The volume of scientific data is continuously increasing at a very fast rate and poses challenges for efficient storage and sharing of these data. The object storage paradigm that appeared with cloud infrastructures, can help with data storage and parallel access issues.
The availability of ample network bandwidth within cloud infrastructures allows for the utilization of large amounts of data. Processing data where the data is located is preferable as it can result in substantial resource savings. However, for some use cases downloading data from the cloud is required and results still have to be fetched once processing tasks have been executed on the cloud.
However, networks bandwidth and quality can exhibit significant variations depending on the available resources in different use cases: networks can range from fiber-optic and copper connections to satellite connections with poor reception in degraded conditions on boats, among other scenarios. Therefore, it is crucial for formats and software libraries to be specifically designed to optimize access to data by minimizing the transfer to only what is strictly necessary.
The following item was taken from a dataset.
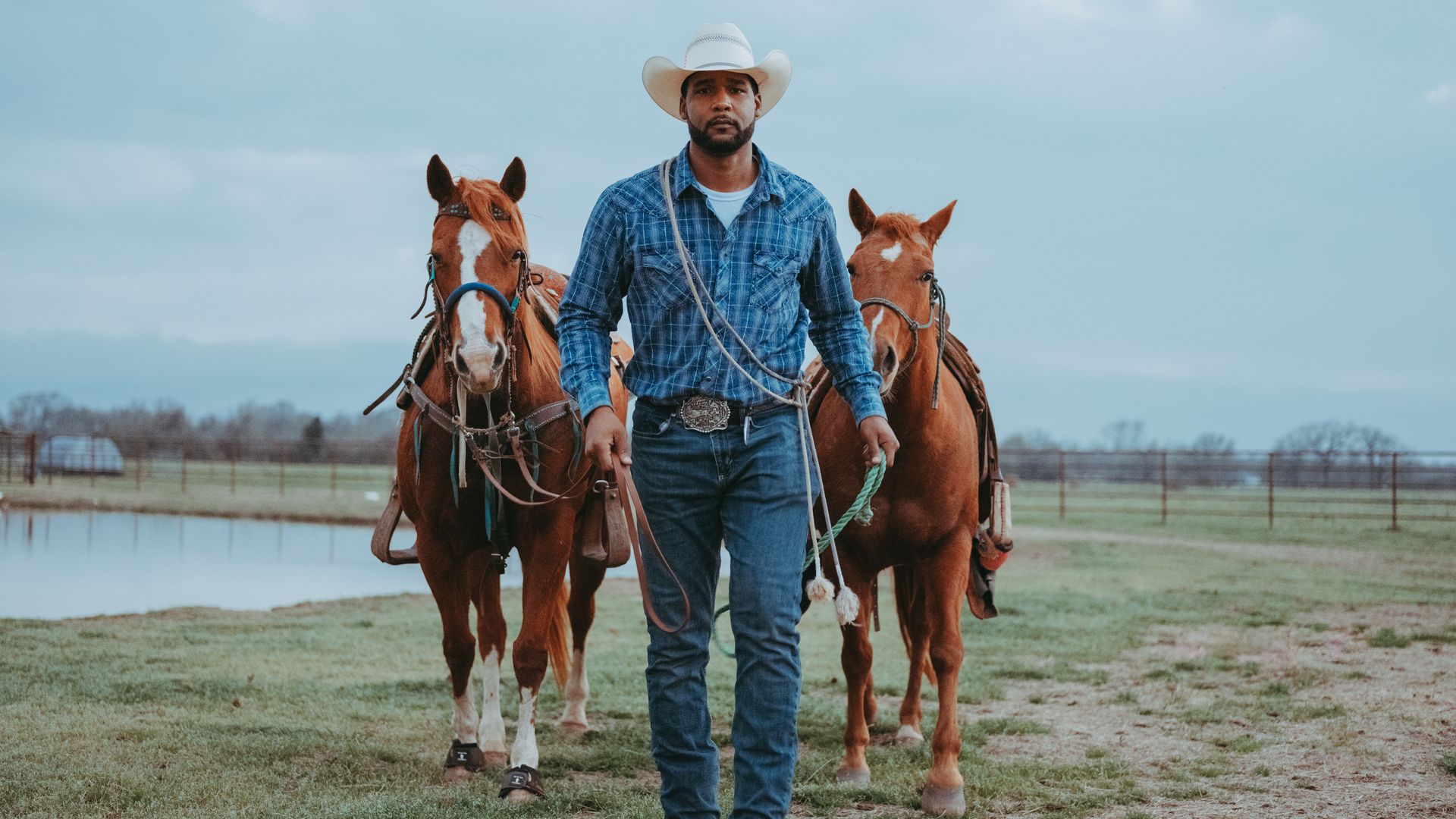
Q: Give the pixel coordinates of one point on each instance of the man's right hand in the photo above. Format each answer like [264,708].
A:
[606,433]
By design, the NetCDF data format offers such capabilities. A netCDF file is composed of a pool of chunks. Each chunk is a small unit of data that is independent and may be compressed. These units of data are read or written in a single I/O operation. In this article, we reuse the notion of sub-chunk introduced in the kerchunk library (Sterzinger et al, 2021): we refer to a sub-chunk as a sub-part of a chunk.
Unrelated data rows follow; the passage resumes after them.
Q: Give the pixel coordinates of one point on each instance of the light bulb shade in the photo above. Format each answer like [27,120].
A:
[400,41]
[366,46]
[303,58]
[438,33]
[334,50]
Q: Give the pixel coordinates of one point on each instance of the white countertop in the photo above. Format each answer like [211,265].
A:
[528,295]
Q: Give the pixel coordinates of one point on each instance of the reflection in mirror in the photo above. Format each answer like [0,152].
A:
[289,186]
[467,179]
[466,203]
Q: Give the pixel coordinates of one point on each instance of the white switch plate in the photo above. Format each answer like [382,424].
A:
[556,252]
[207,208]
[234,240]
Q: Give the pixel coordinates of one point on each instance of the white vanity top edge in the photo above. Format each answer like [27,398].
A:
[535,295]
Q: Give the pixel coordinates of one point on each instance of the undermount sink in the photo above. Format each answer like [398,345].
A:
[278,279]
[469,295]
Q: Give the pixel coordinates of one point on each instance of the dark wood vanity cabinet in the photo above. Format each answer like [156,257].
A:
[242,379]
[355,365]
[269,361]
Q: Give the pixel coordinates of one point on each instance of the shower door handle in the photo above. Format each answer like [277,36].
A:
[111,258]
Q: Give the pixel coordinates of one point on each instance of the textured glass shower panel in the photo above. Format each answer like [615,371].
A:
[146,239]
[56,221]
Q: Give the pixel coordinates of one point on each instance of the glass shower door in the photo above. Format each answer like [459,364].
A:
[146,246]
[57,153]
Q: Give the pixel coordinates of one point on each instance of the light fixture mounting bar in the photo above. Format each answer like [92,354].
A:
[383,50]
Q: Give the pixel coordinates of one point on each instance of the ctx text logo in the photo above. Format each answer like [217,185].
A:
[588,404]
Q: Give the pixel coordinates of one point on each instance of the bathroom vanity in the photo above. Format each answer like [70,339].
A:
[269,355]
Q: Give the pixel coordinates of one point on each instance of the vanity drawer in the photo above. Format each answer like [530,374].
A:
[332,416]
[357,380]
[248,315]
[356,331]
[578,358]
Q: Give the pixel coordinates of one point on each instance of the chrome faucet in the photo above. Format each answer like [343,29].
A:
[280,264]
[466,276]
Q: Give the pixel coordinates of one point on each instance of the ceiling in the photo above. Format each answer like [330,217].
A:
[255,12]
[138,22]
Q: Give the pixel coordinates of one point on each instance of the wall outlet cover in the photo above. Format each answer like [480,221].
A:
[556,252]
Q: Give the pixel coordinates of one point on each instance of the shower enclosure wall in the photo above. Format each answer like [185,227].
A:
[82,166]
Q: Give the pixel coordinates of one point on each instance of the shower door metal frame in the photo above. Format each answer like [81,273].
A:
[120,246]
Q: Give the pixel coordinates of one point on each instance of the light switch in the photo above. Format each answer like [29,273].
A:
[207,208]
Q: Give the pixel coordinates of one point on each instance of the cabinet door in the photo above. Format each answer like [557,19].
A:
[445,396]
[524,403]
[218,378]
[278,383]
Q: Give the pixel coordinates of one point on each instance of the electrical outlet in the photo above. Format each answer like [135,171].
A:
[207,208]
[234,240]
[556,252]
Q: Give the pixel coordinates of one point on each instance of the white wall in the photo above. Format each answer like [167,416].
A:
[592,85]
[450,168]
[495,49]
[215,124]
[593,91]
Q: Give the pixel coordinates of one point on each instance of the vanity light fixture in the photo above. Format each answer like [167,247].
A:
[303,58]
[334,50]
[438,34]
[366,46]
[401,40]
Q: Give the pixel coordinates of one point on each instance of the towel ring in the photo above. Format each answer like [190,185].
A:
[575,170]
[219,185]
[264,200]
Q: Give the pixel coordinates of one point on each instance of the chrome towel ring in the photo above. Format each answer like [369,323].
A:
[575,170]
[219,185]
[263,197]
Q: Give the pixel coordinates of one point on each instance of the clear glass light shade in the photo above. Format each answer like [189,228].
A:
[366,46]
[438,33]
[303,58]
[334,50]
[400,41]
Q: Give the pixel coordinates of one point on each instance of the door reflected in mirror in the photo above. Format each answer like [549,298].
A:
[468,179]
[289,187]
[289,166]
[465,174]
The sub-chunking strategies help reducing the amount of data transferred by splitting netCDF chunks in even smaller unit of data. Kerchunk limits the sub-chunking capability to uncompressed chunks. Our approach goes further: it allows the sub-chunking of compressed chunks by indexing their content. In this context, a new approach has emerged in the form of a library that indexes the content of netCDF-4. This indexing enables the retrieval of sub-chunks without the need to read and decompress the entire chunk. This approach targets access patterns such as time series in netCDF-4 datasets formatted with large chunks and it has the advantage of not requiring the entire file to be reformatted.
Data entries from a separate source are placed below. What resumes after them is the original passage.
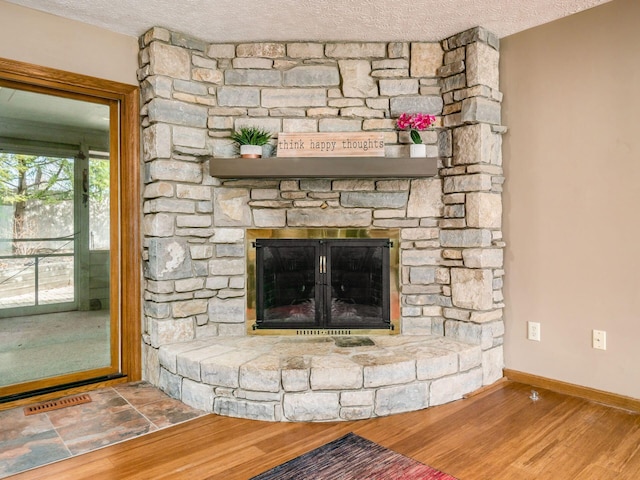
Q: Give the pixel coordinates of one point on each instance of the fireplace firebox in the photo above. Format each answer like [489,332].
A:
[323,284]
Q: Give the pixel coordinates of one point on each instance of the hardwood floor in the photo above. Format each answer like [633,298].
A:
[499,434]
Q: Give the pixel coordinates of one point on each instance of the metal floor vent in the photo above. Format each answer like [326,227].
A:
[57,404]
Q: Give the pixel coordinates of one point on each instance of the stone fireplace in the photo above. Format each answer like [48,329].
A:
[322,281]
[447,318]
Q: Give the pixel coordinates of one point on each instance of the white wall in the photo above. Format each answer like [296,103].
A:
[34,37]
[572,197]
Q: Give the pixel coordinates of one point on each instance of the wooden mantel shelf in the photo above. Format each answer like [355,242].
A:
[323,167]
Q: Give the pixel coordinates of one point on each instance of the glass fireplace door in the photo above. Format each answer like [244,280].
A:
[322,284]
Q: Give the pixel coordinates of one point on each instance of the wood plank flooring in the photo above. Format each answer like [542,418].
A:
[499,434]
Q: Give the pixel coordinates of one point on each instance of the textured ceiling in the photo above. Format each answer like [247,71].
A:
[313,20]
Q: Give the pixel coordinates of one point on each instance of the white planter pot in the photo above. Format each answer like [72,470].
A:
[251,151]
[417,150]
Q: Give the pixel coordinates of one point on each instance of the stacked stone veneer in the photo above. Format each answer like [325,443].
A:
[195,94]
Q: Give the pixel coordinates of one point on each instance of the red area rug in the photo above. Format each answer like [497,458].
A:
[353,458]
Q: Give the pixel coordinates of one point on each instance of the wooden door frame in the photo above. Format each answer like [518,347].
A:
[128,142]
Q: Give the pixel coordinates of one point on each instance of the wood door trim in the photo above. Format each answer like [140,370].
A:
[129,260]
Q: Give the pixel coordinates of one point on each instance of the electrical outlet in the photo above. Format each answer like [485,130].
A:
[533,331]
[599,339]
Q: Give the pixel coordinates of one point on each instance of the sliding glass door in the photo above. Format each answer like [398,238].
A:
[61,311]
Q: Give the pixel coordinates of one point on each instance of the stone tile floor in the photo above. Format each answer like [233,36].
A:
[114,414]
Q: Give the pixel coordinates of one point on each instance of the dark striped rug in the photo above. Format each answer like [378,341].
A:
[353,458]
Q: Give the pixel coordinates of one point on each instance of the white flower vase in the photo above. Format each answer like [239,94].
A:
[250,151]
[417,150]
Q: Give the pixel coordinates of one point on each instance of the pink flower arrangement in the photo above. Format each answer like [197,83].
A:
[415,123]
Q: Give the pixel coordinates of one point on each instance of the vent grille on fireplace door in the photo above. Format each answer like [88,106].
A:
[322,284]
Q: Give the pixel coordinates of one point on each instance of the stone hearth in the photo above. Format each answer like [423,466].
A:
[196,345]
[320,378]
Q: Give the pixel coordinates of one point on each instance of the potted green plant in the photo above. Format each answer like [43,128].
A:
[251,140]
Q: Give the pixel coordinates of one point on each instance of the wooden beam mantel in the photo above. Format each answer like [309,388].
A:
[323,167]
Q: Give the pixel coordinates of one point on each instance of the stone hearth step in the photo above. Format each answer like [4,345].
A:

This report provides a performance assessment of netCDF-4 datasets for various use cases and conditions: POSIX and S3 local filesystems, as well as a simulated degraded network connection. The results of this assessment may provide guidance on the most suitable and most efficient library for reading netCDF data in different situations.
Another outcome of this study is the impact of the libraries used to access the data: while extensive existing literature compares different file formats performance (open, read and write), the impact of specific standard libraries remains poorly studied. This study evaluates the performance of four Python libraries (netcdf4-python, xarray, h5py, and a custom chunk-indexing library) for reading parts of the datasets through fsspec or S3fs. To complete the study, a comparison with the cloud-oriented formats Zarr and ncZarr is conducted. Results show that the h5py library provides high efficiency for accessing netCDF-4 formatted files and performance close to Zarr on a S3 server. These results suggest that it may not be necessary to convert netCDF-4 datasets to Zarr when moving to the cloud. This would avoid reformatting petabytes of data and costly adaptation of scientific software.